In international law and IR, the doctrine appears in a related but distinct form: Article 25 of the International Law Commission's 2001 Articles on Responsibility of States for Internationally Wrongful Acts permits a state to invoke necessity to preclude wrongfulness, but only under strict cumulative conditions—the act must be the only way to safeguard an essential interest against a grave and imminent peril, and must not seriously impair the interests of other states or the international community. The ICJ examined these conditions in the Gabčíkovo–Nagymaros Project case (Hungary/Slovakia, 1997).
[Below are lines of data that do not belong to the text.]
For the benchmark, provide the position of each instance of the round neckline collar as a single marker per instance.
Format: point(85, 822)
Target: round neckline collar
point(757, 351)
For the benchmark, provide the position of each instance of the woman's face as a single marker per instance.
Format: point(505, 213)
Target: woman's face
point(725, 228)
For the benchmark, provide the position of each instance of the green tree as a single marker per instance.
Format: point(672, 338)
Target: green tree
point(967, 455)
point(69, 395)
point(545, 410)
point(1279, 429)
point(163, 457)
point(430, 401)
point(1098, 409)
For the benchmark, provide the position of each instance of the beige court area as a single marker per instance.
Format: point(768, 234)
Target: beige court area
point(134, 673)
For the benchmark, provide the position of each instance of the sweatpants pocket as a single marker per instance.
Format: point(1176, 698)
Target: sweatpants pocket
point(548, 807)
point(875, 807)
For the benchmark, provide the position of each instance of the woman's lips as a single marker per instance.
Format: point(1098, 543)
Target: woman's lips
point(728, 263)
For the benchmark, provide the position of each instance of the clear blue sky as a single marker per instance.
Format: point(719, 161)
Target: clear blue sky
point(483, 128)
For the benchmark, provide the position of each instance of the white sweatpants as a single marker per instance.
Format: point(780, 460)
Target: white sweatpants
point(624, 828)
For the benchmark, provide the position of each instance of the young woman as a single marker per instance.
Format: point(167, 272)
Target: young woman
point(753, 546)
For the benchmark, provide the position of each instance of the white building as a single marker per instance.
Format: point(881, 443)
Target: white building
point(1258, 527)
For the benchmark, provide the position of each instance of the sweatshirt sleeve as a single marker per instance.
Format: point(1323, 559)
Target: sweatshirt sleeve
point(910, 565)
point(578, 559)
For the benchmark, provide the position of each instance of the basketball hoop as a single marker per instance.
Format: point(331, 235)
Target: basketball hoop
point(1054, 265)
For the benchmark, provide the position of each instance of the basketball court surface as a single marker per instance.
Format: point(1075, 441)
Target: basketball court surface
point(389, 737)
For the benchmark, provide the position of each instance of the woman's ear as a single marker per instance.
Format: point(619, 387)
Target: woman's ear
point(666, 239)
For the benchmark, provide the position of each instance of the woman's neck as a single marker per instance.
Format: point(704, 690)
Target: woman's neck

Critics argue the doctrine is dangerously elastic, often retrofitting legality onto raw power. Pakistan's Supreme Court itself repudiated earlier necessity-based rulings in Asma Jilani v. Government of Punjab (1972) and again in 2009, signalling growing judicial discomfort with its abuse.
Example
In 2009, Pakistan's Supreme Court under Chief Justice Iftikhar Chaudhry explicitly rejected the Doctrine of Necessity when invalidating General Pervez Musharraf's 2007 emergency proclamation.
Frequently asked questions
A narrow version is codified in Article 25 of the ILC's 2001 Articles on State Responsibility, allowing necessity to preclude wrongfulness only under strict cumulative conditions.